Interestingly, she loves it. “School just ended for this past semester. We had math on Tuesdays and rigging on Wednesdays,” she said. “We will start back up in September with welding, so I’m really excited about that. I can apply what I learn in the classroom to the field. That’s the difference, I think.” Melissa also stated she is really enjoying the plumbing aspect of her job. “I caught on quick, and I like to think I will be a jack-of-all-trades, so to speak. I like being the person who has the answer to multiple questions. I hope I can get some welding certifications. Right now, it’s hard to come in on a Saturday and practice because Saturdays are the only day I have to spend time with my family. They did say in class that if we have some really good pieces, they’ll send them off to be tested for a certification.”

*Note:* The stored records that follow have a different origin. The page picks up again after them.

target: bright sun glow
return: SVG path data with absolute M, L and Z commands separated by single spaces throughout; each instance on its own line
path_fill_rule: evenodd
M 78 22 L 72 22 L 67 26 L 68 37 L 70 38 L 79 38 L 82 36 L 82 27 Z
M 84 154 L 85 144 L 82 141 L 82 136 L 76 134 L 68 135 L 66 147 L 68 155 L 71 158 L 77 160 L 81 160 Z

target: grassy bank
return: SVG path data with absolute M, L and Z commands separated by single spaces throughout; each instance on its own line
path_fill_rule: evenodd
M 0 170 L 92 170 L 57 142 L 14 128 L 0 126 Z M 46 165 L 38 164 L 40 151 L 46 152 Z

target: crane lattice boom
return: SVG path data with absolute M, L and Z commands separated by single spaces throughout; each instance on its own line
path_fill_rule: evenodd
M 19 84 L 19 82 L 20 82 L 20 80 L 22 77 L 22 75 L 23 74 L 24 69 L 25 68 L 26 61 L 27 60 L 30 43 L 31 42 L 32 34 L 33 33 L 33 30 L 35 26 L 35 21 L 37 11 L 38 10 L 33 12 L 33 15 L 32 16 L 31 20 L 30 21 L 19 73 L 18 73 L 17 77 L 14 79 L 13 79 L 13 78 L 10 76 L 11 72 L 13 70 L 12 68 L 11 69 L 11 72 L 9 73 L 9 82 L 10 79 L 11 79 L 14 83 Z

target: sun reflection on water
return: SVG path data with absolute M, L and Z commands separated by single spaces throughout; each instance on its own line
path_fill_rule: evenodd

Melissa said her husband has been very supportive of her newly found career. She feels comfortable working in a male-dominated industry. “At first, some of the guys felt they needed to act a certain way around me,” she said, “but now, everyone jokes with me as if I am one of the guys, and that is what I want. I don’t get singled out. Everyone is great.” When she thinks about her future, Melissa stated that she would like to weld more. “It’s really been good so far,” she stated. “Everyone I’ve talked to says they are going to be working for me some day. At first, I laughed, but now I think about those possibilities and opportunities. I would love to become a superintendent or the top safety person on a job someday. I can only go up from here. We could end up owning our own contracting company. I’ve talked to my husband about that. I’ve said, ‘Can you imagine?’" Yes, Melissa, we can.
This United Association Veterans In Piping Success Story was originally printed in the CareerOps: Career Opportunities in Piping for Transitioning Veterans Spring/Summer 2018 edition.